Savcı, daha Belediye Meclisi Araştırma Komisyonu raporundaki iddiaları sıralarken, komisyonda görev yapan üyelerin isimlerini de okuyor: ANAP'lı Nur Beker (ANAP-Komisyon Başkanı), Cüneyt Akgün (ANAP-Aslıtürk'ten sonraki başkan), Kemal Yavuz, Muammer Bayır, CHP'li Mümtaz Yurtsever, Metin Öcalan, DSP'li Rauf Akçay ve Müjgan Ünal Erzen ve RP'li Kahraman Ayhan.

BELGELER SAHTE

Gülay Aslıtürk,
‘‘Bu iki parti şimdi ANAP-DSP iktidarda. Ortak siyasi komplo yaptılar bana.’’

- Ama siz bu arkadaşlarınızla çalıştınız, çoğu da sizin partinizden.

-
Benim sorunum insanlara güvenip güvenmemek değil. Ben yaptığıma bakarım.

- Ama sizi suçlayan ifadeler var.

-
Bunlar Cüneyt Akgün tarafından verilen ve tahrif edilmiş belgelerdir. Zaten buna göre suçlanıyorum.

- 1994'te Moore Stephens adlı denetleme şirketi, belediyenin yan kuruluşu ŞİPA hakkında hazırladığı analiz raporunda; 'Bu şirketin muhasebe sistemi ve yapısı, yolsuzluğa çok müsaittir' diyor. Siz belediye başkanı olunca bu raporu görmediniz mi; nasıl bu şirketin başında yönetim kurulu başkanı olarak görev yaparsınız, kocaman bir şirketi kontrolünüz altında tutabiliyorsunuz?

-
Efendim güvendiğim adamlarıma vekalet veriyordum. Ben her işi uygun yaptım, iddialar beni ilgilendirmez. Ben ne yaptıysam, tek kuruşluk yanlış yapmadım.

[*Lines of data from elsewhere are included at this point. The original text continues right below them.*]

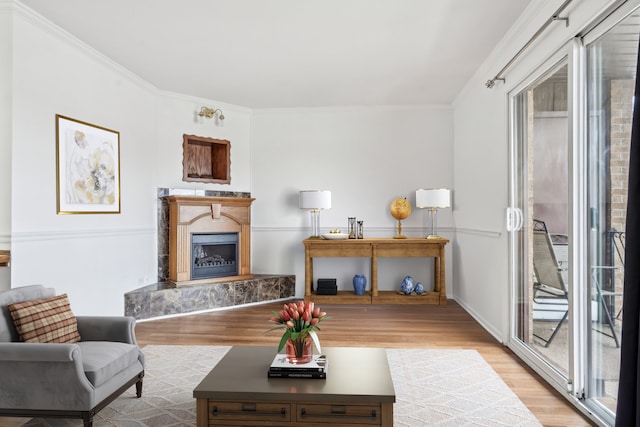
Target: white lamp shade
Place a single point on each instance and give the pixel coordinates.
(433, 198)
(315, 199)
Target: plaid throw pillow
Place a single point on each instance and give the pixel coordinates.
(47, 320)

- Tanju Gürsu, size kredi açmış ya da borç vermiş...

-
Tamamen yalan söylüyor, daha sonra ispat edemedi zaten bunu...

Savcının soruları üzerine Aslıtürk, Yılmaz ailesi ile kuzenleri Erdal Yılmaz ve enişte Yiğit İkiz ile birlikte bir dönem yardımcılıklarını yapan Cemil Can Bıçakcı, Oğuz Öngen ve Altan Demirel'le ilgili çeşitli iddialarda da bulunuyor.

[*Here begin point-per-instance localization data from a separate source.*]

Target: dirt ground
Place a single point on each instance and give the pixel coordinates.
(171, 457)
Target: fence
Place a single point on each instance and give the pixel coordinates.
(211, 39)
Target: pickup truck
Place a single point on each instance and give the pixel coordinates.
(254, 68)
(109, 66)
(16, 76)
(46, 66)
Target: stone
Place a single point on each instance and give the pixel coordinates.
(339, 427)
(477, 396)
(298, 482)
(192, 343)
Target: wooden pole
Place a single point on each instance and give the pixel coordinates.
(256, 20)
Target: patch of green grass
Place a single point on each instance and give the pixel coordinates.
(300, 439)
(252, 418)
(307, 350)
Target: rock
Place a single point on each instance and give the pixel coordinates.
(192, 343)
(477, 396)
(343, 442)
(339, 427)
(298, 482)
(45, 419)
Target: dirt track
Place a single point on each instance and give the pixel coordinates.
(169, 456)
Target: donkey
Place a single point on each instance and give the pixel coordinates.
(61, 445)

Siyasilerin emrinde olmakla suçladığı iki savcı da, Muhittin Ayata ve Oktay Çakır...

Aslıtürk,
duruşmayı izleyen gazetecilere göre, güzel İngilizcesi ile ‘‘Bunlar siyasi amaçlı bir ekip. Ben istifa ettikten sonra bir araya geldiler ve bu düzmece raporu hazırladılar.’’ diyor. Üzerine basa basa ‘‘Hesabını veremeyeceğim hiçbir şey yok’’ diyor. Ama savcı da dosyasına hákim. ‘‘Peki öyleyse sizin doğru söylediğinizi varsayalım ama Türkiye'de açılan davanın siyasi olduğunu kanıtlamanız lazım’’ diye soruyor. Aslıtürk, ilginç bir savunma yapıyor:

‘‘Türkiye'deki yasalara göre, mahkemelerde siyasi içerikli bir savunma kanıt sayılamaz. Nasıl kanıt bulayım? Hakkımda raporu hazırlayanlar siyasi kişilerdir.’’

DÖNERSEM ATILIRIM

Bu arada Mesut Yılmaz ve yakınlarını suçlamaya devam ediyor.

‘‘Niye benden başka kimse hapiste değil?’’ diye soruyor. Bu arada Aslıtürk'ün İngiltere'nin ünlü kadın avukatı Clare Montgramery (QC), taktik icabı kendisine 'çanak' bir soru sorduruyor: ‘‘Türkiye'ye dönerseniz hapse atılır mısınız?

Aslıtürk; ‘‘Kesinlikle atılırım’’
yine yanıtlıyor.

Renkli sahnelerin yaşandığı davayı izlemeye devam ediyoruz.